I say good for you...
I left in 2012 after seeing the writing on the wall, and getting tired of the layoffs, mergers, managers that make your life hell, etc. I never killed it by some standards, the most I ever made between biotech and pharma was $120k, but I just couldn’t do it anymore, and even though I was only 32, I didn’t see a lot of women in the field in their 40’s and 50’s, and the ones that were seemed bitter.
I got my masters in healthcare management and wound up going into marketing, but when looking for a new job, I still feel like having pharma/medical sales on my resume is a red flag that I have to explain away or defend against, explaining why I left, and that I am a very intelligent person with many skills, that I’m not just a “rep”, because some hiring managers and recruiters still look at the years of medical sales and ask what I could do at a company/in a role. Even with the past few years of marketing (in a corporate position not directly in healthcare), job searches and LinkedIn keep recommending sales jobs.
It’s very hard to dig yourself out of sales once you go down that road. If I could do it again, I would go into regulatory or become a PA or NP with a business background, as there are so many jobs out there for those roles, and more flexibility to shape your career.
Glad you were able to at least somewhat "reinvent" yourself. I was not so lucky. I got pushed out of my pharma job at 50, and after a couple of false starts with non-pharma related, bottom feeder sales jobs, I opted to retire and throw up the white flag...I make a few sheckles here and there buying from thrift stores and flea markets and selling on Ebay.
Pharma truly is a blessing and a curse. A scarlet letter that most come to regret choosing...It follows you around for the rest of your "career" like a bad smell or a cold sore.
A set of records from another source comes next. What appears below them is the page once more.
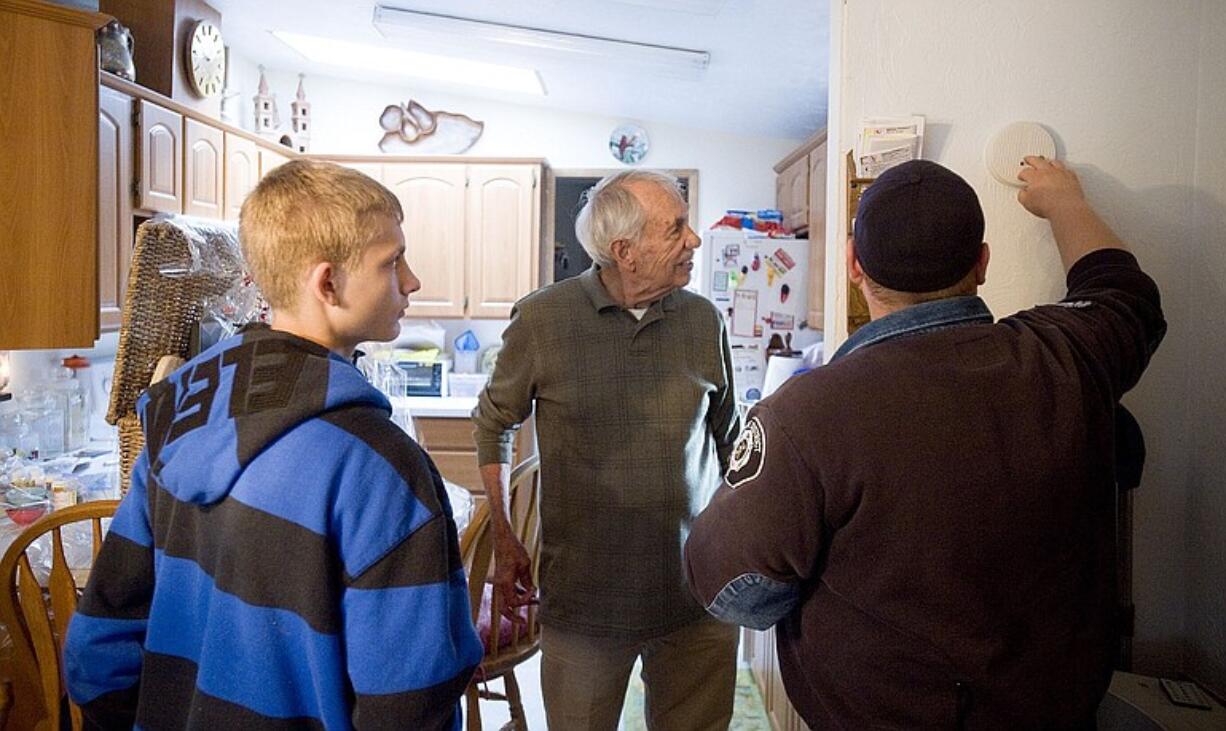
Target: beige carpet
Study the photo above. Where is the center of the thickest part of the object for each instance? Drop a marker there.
(748, 713)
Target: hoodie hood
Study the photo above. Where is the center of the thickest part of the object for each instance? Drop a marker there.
(209, 420)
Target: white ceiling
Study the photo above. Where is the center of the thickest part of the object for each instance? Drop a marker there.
(768, 72)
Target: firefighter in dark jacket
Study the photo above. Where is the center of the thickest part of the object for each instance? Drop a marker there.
(928, 519)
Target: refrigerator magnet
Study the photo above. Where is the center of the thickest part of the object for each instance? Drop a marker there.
(744, 313)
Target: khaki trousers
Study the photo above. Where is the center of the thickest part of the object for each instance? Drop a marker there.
(689, 676)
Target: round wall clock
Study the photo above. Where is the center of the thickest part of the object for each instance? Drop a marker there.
(206, 59)
(629, 144)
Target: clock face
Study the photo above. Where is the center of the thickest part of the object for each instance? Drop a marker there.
(206, 59)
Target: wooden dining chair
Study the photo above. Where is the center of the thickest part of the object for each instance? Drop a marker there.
(37, 616)
(506, 644)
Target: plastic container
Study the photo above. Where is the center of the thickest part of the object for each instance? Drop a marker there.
(467, 384)
(16, 437)
(25, 504)
(64, 493)
(466, 352)
(70, 395)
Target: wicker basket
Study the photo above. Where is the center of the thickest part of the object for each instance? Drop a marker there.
(177, 264)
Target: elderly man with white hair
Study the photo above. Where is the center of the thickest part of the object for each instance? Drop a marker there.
(630, 377)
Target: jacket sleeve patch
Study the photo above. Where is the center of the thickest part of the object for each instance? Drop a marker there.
(748, 455)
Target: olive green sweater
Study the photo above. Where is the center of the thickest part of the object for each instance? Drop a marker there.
(635, 422)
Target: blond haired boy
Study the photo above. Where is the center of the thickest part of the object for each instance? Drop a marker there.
(286, 556)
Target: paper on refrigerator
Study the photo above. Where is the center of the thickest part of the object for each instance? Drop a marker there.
(887, 141)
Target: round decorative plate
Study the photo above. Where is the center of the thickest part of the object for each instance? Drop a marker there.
(629, 144)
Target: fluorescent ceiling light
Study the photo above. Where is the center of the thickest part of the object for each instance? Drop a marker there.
(394, 21)
(408, 63)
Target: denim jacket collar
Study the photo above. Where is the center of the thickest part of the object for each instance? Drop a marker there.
(916, 319)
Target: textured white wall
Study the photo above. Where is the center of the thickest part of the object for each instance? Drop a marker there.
(1117, 84)
(1206, 285)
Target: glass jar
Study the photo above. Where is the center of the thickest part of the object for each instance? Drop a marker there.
(71, 400)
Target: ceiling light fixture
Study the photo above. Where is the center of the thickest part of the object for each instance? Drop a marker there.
(395, 21)
(415, 64)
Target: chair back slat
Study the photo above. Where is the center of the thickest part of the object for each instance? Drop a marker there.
(96, 530)
(38, 627)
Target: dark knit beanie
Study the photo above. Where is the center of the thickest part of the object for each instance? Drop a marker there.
(918, 228)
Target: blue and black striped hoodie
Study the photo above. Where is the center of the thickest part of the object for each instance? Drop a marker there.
(286, 558)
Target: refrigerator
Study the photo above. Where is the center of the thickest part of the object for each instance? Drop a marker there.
(760, 286)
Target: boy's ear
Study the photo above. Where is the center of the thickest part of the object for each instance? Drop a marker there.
(323, 283)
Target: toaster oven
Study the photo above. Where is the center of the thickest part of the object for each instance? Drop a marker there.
(426, 379)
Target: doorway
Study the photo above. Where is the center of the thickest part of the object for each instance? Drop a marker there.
(570, 185)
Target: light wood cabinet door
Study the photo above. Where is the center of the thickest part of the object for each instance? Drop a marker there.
(792, 194)
(204, 169)
(817, 237)
(503, 231)
(161, 142)
(433, 200)
(270, 161)
(115, 157)
(48, 188)
(242, 173)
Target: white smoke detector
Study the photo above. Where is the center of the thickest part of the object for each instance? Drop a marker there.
(1005, 150)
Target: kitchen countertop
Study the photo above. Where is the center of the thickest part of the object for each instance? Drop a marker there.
(438, 406)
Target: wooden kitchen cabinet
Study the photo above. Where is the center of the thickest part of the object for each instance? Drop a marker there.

Some people will want to throw stones at this, but unless you are “there” you have no idea how hard it is to effectively compete for a new pharma job despite the ‘many years of experience”. The fact is you learn 90% of what you really need to know in the first two years, so 20 years is really mostly 2 years repeated 10 times. I don’t mean that to disrespect the poster or other 20 years reps I think if you objectively look at the realities you can see why being an older rep becomes a tough sell
Isn't any job like that? Teacher, by year two you have your lesson plans that you repeat. Office staff, month in month out of the same check lists by year two you pretty much know them by heart. Factory worker on the line....same job same parts day in day out.